Europe will have more than Brexit to worry about in 2019. European Central Bank President Mario Draghi, who saved the euro in 2012 by vowing to do “whatever it takes,” will complete his term in October, and the jockeying to succeed him is fierce. In Italy, a populist coalition government is defying EU demands to shrink the country’s projected 2019 budget deficit. Other EU members, including Germany, have violated deficit caps without serious consequences, but the European Commission is playing tough with Italy. The leaders of the two populist parties, the League and the Five Star Movement, show no sign of backing down. An angry standoff over deficits could lead to Italy’s following the U.K. out the EU’s back door, but that’s considered unlikely and almost certainly won’t happen in 2019. Bloomberg Economics predicts Italy will expand 1 percent in 2019, continuing a long trend of weak growth. It forecasts Germany growing 1.7 percent.
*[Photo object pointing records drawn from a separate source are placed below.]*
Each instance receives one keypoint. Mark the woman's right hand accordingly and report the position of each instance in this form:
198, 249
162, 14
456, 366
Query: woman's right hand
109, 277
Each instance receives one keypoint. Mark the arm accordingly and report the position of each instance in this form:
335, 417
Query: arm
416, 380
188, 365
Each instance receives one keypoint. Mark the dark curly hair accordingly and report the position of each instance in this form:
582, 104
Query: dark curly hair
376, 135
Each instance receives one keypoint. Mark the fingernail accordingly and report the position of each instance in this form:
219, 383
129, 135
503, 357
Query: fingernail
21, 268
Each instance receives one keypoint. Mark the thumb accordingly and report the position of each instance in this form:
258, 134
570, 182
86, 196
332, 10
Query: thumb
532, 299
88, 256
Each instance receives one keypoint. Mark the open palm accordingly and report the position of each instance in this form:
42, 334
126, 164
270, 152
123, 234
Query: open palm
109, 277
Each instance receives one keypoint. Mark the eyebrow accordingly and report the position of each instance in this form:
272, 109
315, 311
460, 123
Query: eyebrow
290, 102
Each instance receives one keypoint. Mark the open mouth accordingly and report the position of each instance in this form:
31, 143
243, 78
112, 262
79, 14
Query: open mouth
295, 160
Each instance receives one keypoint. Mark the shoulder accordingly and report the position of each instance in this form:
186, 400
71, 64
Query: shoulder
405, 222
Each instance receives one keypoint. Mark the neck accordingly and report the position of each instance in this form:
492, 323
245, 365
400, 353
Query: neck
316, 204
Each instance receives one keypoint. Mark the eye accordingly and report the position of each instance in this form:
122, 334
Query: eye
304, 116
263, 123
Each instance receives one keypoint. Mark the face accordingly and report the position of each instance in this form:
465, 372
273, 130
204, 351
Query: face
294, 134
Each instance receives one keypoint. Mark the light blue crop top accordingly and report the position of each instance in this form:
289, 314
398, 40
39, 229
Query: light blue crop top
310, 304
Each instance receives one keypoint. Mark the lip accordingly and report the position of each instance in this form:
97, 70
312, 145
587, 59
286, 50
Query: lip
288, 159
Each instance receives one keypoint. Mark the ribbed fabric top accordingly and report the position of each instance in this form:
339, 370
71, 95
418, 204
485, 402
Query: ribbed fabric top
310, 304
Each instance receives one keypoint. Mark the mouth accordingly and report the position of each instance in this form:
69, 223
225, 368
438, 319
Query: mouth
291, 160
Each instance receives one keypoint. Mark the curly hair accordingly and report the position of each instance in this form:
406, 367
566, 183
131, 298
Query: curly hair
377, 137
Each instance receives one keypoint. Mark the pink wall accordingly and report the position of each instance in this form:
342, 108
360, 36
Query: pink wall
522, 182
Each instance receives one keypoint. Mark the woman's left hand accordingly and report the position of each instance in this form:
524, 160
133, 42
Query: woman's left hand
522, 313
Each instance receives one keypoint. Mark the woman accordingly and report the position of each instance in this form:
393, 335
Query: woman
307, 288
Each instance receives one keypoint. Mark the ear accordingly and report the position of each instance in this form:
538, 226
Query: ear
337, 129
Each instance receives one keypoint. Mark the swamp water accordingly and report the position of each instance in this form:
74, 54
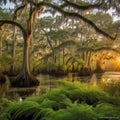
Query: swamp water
47, 82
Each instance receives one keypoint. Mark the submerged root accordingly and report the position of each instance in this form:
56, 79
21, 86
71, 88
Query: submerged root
24, 81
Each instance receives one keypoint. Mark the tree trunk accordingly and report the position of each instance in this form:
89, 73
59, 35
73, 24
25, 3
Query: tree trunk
25, 78
0, 46
12, 70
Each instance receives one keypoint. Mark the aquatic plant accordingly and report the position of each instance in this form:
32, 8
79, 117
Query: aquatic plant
70, 101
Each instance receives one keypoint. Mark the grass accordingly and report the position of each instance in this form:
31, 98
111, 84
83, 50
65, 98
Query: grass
71, 101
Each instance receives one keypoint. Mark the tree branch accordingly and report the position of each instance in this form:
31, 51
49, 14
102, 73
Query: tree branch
73, 14
19, 8
85, 7
3, 22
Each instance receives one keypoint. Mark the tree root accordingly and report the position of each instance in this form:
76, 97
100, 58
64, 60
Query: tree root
24, 81
2, 79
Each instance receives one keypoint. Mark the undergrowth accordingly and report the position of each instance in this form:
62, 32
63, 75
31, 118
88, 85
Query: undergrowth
71, 101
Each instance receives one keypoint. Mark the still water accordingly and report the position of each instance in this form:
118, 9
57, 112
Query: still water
47, 82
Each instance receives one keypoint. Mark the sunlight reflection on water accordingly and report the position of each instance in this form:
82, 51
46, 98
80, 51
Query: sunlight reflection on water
47, 82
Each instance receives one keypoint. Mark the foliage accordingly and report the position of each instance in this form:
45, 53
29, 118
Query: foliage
71, 101
6, 61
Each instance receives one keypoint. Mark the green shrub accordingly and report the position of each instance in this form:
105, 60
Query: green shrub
71, 101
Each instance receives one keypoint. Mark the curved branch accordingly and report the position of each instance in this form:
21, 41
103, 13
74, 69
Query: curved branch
73, 14
85, 7
3, 22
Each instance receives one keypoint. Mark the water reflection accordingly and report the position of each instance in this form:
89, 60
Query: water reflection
47, 82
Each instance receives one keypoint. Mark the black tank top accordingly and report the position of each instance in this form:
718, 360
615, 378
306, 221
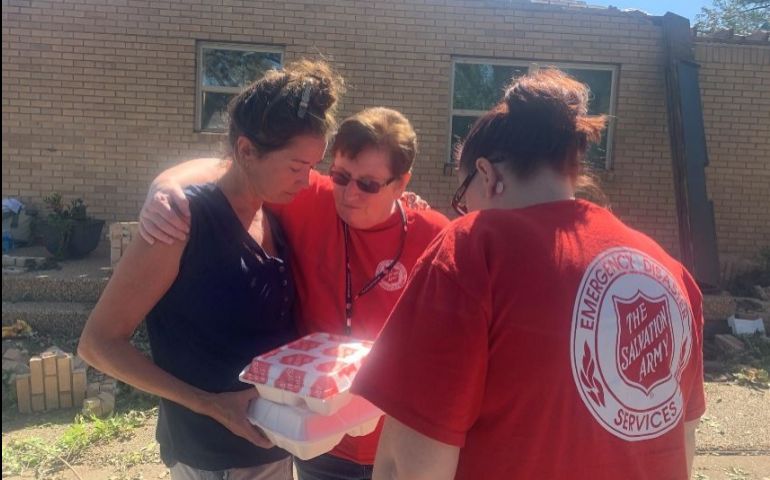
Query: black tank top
230, 302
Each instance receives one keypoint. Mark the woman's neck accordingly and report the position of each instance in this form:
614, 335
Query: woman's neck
544, 186
241, 195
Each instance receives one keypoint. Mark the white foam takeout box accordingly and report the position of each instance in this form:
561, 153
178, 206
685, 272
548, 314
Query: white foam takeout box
307, 434
315, 371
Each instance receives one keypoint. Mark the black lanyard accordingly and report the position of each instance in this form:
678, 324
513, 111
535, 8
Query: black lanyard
349, 298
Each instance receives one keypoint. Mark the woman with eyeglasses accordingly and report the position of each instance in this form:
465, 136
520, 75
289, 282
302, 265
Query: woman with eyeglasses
225, 293
539, 336
353, 241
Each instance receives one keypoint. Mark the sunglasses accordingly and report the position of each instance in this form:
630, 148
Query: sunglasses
458, 201
367, 186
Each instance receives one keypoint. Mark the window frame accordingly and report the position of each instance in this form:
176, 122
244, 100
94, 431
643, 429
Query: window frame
532, 66
200, 89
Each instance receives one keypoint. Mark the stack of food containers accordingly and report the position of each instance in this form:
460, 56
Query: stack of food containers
305, 404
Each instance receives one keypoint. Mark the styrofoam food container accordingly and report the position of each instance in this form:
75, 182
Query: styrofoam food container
315, 371
306, 434
742, 326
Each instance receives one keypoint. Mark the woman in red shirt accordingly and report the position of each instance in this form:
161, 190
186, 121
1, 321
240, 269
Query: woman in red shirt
353, 242
539, 336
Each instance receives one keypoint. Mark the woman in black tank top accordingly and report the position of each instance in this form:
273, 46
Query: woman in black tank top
224, 295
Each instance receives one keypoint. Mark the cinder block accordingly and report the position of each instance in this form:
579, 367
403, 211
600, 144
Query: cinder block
51, 384
78, 386
23, 396
36, 376
93, 389
64, 370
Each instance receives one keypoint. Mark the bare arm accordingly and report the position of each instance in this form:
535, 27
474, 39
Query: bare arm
689, 442
404, 453
142, 277
165, 215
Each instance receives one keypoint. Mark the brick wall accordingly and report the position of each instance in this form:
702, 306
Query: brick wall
98, 95
735, 91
China’s outlook for 2019 sparkles in comparison, with Bloomberg Economics projecting GDP growth of 6.4 percent. But that would be the lowest figure since the lull following the Tiananmen Square democracy protests of 1989. A big factor is the Trump tariffs, which cover more than half of Chinese exports to the U.S. Another headwind is the government’s effort to shrink the pile of debt accumulated by Chinese families, businesses, and governments. Nonfinancial debt has doubled as a share of GDP since 1998, to 200 percent. If deleveraging threatens to weaken 2019 growth too much, count on the government to ease up on its balance-sheet-cleansing campaign and spend enough to make sure the economy grows at least 6 percent.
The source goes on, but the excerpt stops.